Читаем Человек находит себя полностью

— Дивлюсь я, Татьяна Григорьевна, откуда только силы у вас берутся? Что Горн, то и вы — не присядете никогда.

— А вы-то, Алеша, много ли сидите? — в свою очередь спросила Таня. — По-моему, жизнь — это как в пути: меньше отдыхаешь, быстрее двигаешься — живешь полнее, значит.

Живешь полнее… А сколько раз ночами, когда шелестел по замороженным стеклам сухой и колючий снег, леденила удивительно похожая на правду и недопустимая мысль: неужели все? Неужели ничего не будет? Ничего своего, личного? Никогда не будет? Тонкие, но сильные пальцы до боли впивались ногтями в ладони. И, бывало, вдруг из-за стены слышалась скрипка, которую в поисках глубины звука пробовал Иван Филиппович. Гаммы сменялись двойными нотами, аккорды — песней, в которой Тане снова слышалось что-то свое, близкое, теплое…
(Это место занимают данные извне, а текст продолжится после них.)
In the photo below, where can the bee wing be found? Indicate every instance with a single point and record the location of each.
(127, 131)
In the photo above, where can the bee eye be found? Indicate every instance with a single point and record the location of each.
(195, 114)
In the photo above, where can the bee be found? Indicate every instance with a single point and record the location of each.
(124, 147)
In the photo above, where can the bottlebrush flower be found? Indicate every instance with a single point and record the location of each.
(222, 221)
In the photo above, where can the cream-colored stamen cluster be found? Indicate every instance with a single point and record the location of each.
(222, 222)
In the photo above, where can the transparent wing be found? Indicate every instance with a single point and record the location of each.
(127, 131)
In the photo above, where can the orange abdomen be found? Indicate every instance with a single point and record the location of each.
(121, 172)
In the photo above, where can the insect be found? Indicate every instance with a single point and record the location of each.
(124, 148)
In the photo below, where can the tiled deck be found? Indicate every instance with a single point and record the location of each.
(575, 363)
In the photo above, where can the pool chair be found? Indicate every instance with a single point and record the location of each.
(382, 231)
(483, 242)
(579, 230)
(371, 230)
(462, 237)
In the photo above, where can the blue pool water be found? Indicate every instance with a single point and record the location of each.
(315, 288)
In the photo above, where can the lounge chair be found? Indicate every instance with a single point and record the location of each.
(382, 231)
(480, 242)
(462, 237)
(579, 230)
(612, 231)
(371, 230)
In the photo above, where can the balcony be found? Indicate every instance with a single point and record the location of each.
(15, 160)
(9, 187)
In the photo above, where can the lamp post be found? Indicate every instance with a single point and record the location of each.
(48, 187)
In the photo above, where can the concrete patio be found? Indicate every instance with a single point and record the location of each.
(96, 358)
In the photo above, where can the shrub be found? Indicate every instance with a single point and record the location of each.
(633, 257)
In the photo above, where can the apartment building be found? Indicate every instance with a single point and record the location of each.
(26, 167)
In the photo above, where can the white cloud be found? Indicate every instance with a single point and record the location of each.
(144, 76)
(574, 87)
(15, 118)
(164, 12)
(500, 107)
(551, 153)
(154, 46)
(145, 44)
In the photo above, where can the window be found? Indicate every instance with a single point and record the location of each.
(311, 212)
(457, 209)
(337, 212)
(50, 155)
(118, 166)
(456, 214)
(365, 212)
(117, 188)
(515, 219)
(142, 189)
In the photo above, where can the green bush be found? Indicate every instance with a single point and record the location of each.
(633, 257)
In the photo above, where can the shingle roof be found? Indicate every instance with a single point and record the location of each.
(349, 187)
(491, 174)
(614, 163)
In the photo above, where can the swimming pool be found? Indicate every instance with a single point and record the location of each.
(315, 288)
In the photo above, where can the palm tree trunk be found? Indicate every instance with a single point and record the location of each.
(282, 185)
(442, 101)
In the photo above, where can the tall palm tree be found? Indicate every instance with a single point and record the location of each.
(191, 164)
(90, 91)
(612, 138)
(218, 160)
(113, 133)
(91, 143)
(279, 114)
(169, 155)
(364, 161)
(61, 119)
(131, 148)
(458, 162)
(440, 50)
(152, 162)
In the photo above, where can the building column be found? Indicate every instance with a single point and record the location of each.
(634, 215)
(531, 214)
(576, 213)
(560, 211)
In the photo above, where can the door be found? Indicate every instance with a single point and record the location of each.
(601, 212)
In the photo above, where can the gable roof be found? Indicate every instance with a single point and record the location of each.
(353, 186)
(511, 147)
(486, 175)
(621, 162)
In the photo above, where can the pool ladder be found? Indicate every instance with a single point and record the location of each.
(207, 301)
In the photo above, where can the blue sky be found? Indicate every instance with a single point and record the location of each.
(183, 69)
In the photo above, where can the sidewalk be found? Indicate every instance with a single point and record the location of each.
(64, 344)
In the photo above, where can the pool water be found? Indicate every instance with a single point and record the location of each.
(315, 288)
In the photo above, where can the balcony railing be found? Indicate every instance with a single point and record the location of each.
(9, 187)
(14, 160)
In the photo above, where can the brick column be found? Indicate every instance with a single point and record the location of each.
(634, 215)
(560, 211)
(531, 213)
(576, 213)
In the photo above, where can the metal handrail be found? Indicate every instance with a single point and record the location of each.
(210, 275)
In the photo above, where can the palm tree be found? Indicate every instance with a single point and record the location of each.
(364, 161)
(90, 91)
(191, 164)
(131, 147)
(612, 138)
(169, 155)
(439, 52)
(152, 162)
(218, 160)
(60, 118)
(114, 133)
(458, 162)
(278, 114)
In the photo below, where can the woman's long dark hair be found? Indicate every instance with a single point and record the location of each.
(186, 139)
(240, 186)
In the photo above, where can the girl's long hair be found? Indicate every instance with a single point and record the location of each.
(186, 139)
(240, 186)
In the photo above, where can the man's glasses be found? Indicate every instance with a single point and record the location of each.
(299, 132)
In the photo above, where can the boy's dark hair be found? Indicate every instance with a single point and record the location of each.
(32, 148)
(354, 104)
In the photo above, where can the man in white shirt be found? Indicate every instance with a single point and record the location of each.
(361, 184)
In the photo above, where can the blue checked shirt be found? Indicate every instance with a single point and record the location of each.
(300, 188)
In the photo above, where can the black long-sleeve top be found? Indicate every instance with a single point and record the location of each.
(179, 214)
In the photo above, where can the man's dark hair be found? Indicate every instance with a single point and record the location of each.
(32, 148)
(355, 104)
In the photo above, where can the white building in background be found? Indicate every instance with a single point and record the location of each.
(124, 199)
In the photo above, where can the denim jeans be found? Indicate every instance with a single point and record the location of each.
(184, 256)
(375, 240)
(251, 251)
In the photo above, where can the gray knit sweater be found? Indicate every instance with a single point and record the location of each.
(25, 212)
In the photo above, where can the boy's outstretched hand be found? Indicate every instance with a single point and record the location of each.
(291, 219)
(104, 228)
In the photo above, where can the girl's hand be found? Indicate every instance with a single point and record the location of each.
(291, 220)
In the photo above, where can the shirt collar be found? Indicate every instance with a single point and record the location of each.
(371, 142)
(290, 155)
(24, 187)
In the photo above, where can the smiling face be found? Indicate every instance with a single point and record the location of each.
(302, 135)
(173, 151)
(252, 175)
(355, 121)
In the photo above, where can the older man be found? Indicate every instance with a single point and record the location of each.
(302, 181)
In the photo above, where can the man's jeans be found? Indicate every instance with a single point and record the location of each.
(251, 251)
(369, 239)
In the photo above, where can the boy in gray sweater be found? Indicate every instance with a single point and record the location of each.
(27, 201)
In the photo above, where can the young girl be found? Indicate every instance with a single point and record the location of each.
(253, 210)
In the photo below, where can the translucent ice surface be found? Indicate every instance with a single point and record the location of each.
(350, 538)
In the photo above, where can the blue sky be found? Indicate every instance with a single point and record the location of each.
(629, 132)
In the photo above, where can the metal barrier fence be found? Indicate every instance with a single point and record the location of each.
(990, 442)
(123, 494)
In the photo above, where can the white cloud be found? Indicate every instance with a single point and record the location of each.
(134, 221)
И будто кто-то голосом сталевара Струнова говорил: «Живи так, как для нас сегодня…» — «Лететь!.. Лететь и гореть на ветру!» — вторили другие запомнившиеся слова. Казалось, большой сильный друг кладет на плечо свою ласковую и жестковатую руку. «Счастливая! Дел-то у тебя сколько! Людей-то сколько с тобою рядом! И все они заодно с тобою. Или это не твое счастье, Татьяна?..»

«Мое или… не мое?» — спрашивала себя Таня.

Трудная молодость! До чего ж ты похожа на хорошую песню. На большую песню, такую, что поется с болью и радостью, от которой дух захватывает, как от ветра, а глаза светлеют, даже если большая беда стиснула твое сердце. До чего же горько, что поется эта песня только раз и что никому не дано повторить ее! И не потому ли прожить тебя, молодость, хочется так, чтобы после не стыдно было оглянуться на пройденный путь, чтобы не совестно было смотреть в глаза даже очень смелым людям. Не потому ли, как ветром, веет от тебя желанием гореть и творить в любом, пусть в самом незаметном деле, невзирая на любые невзгоды? Даже тогда, когда твое собственное счастье только приснилось тебе.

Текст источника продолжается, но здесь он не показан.